Lawrence, Austen, as irmãs Bronte, Atwood – inúmeros gigantes da literatura
mergulharam no tema da infidelidade. No cerne de muitas dessas narrativas está
uma das emoções mais complexas, o ciúme – “aquela mistura nauseante de
possessividade, desconfiança, raiva e humilhação que pode tragar sua mente e
ameaçar sua essência enquanto você mede o rival”, como descreve a antropóloga
evolutiva Helen Fisher.
Scheinkman e Werneck se interessam especificamente pelas diferenças
culturais na interpretação do ciúme. Segundo elas, “reconhecido no mundo todo
como motivação para crimes passionais, o ciúme é definido em certas culturas
como uma força destrutiva que
precisa ser contida, enquanto em outras é concebido como um companheiro do amor e guardião da
monogamia, essencial para proteger a união do casal”.
O ciúme é, nas palavras da historiadora e filósofa italiana Guilia Sissa,
uma “fúria erótica”. [...] Podemos tentar esconder o nosso ciúmes,
mas quem o inspira sempre sabe – e às vezes até curte atiçar as brasas para
transforma-las em camas enlouquecedoras.
O ciúme não foi sempre renegado. O sociólogo Gordon Clanton pesquisou
matérias sobre o tema em revistas americanas populares durante um período de 45
anos. Até a década de 1970, ele era visto como um sentimento natural, intrínseco ao amor. Não é
surpresa que os conselhos sobre o tema fosse dirigidos exclusivamente às
mulheres, incentivadas à controlar o ciúme (nelas mesmas) e evitar provocá-lo
nos maridos. Depois de 1970, o ciúme caiu em desgraça e passou a ser visto cada
vez mais como um vestígio inadequado
de um modelo antigo de casamento em que a posse
era central (para homens) e a dependência inevitável (para mulheres). Na nova
era da livre escolha e igualdade, o
ciúme perdeu a legitimidade e virou
motivo de vergonha. “Se por livre e espontânea vontade escolhi você como a
pessoa certa, abrindo mão de todas as outras, e você me acolheu por livre e
espontânea vontade, eu não deveria
sentir necessidade de ser possessivo”.
Como Sissa destaca em seu revigorante livro acerca do tema, o ciúme carrega
em si um paradoxo – precisamos amar a fim de ter ciúme, mas, se
amamos, não deveríamos tê-lo. No
entanto, temos mesmo assim. Todo mundo fala mal do ciúmes. Portanto, o
vivenciamos como uma paixão inadmissível.

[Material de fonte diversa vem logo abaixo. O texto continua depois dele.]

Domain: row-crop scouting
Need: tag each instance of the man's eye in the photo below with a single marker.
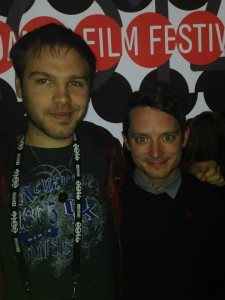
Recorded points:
(76, 83)
(141, 139)
(169, 138)
(43, 81)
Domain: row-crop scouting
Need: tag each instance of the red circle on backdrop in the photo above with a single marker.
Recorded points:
(150, 40)
(37, 22)
(200, 38)
(103, 35)
(7, 40)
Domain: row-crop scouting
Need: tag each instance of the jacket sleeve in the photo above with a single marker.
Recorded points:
(116, 177)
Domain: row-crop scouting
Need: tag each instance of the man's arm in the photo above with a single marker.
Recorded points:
(207, 171)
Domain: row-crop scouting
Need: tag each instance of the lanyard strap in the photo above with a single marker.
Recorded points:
(14, 215)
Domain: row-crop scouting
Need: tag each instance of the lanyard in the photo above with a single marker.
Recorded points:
(14, 215)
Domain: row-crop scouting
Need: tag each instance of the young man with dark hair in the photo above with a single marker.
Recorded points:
(173, 236)
(58, 238)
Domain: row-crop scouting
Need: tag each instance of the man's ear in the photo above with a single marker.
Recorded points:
(18, 87)
(125, 141)
(186, 135)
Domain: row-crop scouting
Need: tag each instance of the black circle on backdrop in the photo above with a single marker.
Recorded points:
(131, 5)
(16, 12)
(71, 7)
(190, 4)
(178, 83)
(109, 100)
(211, 83)
(10, 109)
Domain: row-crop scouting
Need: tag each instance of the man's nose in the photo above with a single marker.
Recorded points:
(155, 149)
(61, 94)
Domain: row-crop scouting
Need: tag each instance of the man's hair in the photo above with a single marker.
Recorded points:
(159, 97)
(54, 37)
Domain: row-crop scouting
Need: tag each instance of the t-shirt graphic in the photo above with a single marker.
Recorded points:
(47, 225)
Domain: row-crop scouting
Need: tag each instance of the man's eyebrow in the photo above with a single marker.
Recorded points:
(48, 75)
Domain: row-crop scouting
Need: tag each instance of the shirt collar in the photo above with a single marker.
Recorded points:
(170, 188)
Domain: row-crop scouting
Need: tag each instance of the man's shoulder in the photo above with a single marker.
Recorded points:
(90, 133)
(191, 185)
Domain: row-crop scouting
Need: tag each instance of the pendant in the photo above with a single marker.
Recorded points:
(62, 197)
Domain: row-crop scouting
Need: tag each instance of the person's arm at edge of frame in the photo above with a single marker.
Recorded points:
(207, 171)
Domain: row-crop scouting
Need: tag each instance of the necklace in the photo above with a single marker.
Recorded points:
(62, 196)
(14, 216)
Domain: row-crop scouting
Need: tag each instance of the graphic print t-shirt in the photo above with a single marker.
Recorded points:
(47, 226)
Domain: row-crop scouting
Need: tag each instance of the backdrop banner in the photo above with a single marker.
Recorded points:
(136, 42)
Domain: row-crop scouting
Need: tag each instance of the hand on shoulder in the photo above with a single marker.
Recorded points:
(207, 171)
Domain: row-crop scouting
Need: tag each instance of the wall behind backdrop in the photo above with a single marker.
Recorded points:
(136, 42)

Não só somos proibidos de assumir que temos ciúme, como não nos é permitido
sentir ciúme. Hoje em dia, Sissa nos adverte, o ciúme é politicamente
incorreto.
Embora nosso reequilíbrio social em torno do ciúme tenha sido parte de
uma mudança importante para além do privilégio patriarcal, talvez ele tenha ido
longe demais. Nossos ideais culturais às
vezes são impacientes demais com nossas inseguranças humanas. Podem não
conseguir dar conta da vulnerabilidade inerente ao amor e da necessidade que o
coração tem de se defender. Quando botamos todas as nossas esperanças em uma
pessoa, nossa dependência aumenta. Todo casal vive à sombra do terceiro.

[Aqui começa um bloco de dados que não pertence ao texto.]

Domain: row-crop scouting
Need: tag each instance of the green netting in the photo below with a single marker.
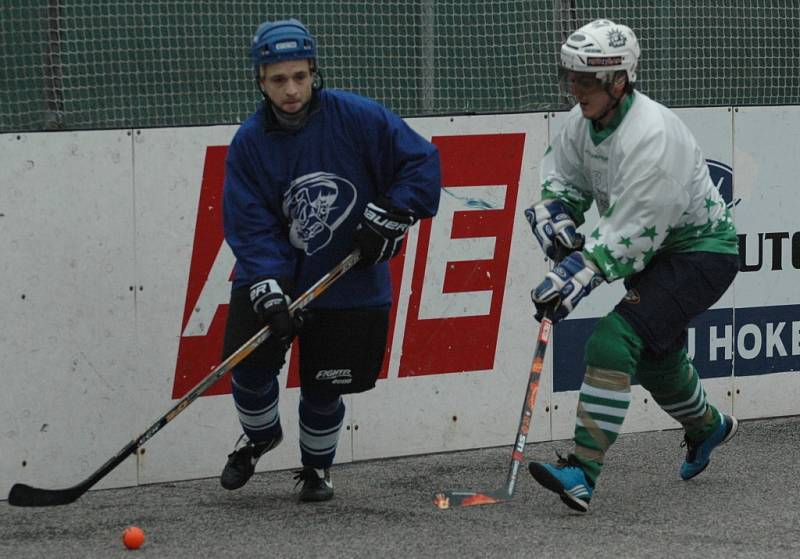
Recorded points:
(118, 64)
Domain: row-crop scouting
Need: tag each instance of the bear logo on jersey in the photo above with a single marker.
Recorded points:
(315, 205)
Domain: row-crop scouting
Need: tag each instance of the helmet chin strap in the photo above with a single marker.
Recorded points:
(291, 121)
(613, 104)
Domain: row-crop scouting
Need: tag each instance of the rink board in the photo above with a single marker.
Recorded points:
(115, 287)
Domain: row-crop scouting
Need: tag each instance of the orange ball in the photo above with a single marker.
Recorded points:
(133, 537)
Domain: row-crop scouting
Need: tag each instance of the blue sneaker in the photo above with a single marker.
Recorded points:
(698, 454)
(566, 478)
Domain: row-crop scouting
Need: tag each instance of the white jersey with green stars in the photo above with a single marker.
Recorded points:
(650, 181)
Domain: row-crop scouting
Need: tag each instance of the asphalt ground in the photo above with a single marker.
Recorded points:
(743, 505)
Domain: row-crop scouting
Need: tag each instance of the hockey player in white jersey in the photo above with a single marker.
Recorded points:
(664, 229)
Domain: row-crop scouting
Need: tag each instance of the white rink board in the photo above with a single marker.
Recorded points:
(70, 393)
(107, 266)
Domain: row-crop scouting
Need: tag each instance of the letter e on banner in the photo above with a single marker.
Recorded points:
(462, 257)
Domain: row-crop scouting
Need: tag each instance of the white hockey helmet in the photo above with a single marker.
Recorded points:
(603, 48)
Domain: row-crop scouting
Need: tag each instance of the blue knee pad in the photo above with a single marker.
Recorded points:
(252, 382)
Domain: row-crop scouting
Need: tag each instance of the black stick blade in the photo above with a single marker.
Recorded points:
(452, 499)
(22, 495)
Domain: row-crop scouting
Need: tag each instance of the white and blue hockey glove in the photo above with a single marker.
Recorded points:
(271, 305)
(381, 232)
(551, 223)
(564, 286)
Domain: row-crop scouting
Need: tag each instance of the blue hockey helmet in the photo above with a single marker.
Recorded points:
(276, 41)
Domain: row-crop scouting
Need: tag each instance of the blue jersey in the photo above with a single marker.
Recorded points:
(292, 199)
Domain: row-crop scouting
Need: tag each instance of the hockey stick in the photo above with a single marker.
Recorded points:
(22, 495)
(454, 498)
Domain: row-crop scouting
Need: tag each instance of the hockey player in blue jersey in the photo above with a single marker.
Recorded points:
(310, 176)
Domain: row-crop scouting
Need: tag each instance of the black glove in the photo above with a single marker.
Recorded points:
(381, 232)
(272, 307)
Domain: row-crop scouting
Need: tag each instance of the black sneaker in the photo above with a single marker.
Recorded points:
(242, 461)
(317, 485)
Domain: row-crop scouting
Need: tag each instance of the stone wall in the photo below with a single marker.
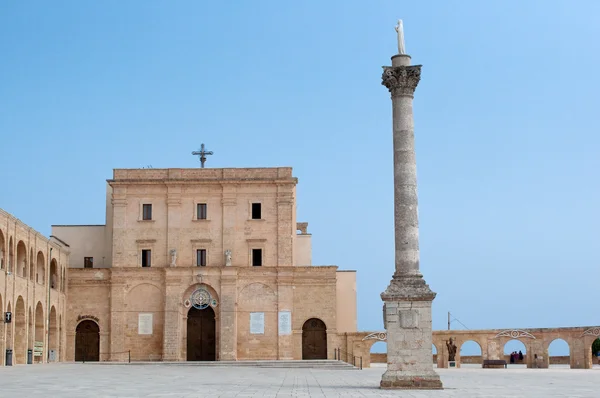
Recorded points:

A pessoa ciumenta sabe que não é um personagem simpático e que seu
tormento provavelmente atrairá mais críticas que compaixão. Como resultado, o que
Proust chamou de “o demônio não pode ser exorcizado” simplesmente saiu à caça
de um vocabulário socialmente aceitável. “Trauma”, “pensamentos intrusivos”, “flashbacks”,
“obsessão”, “vigilância” e “problemas de apego” são o vocabulário moderno do
amor traído. Esse arcabouço do transtorno
de estresse pós-traumático legitima nosso sofrimento romântico, mas também
o despe da essência romântica.
Reconhecer o ciúme é admitir amor, competição e comparação – todos sentimentos
que demonstram vulnerabilidade. E mais ainda quando se expõe a quem magoou.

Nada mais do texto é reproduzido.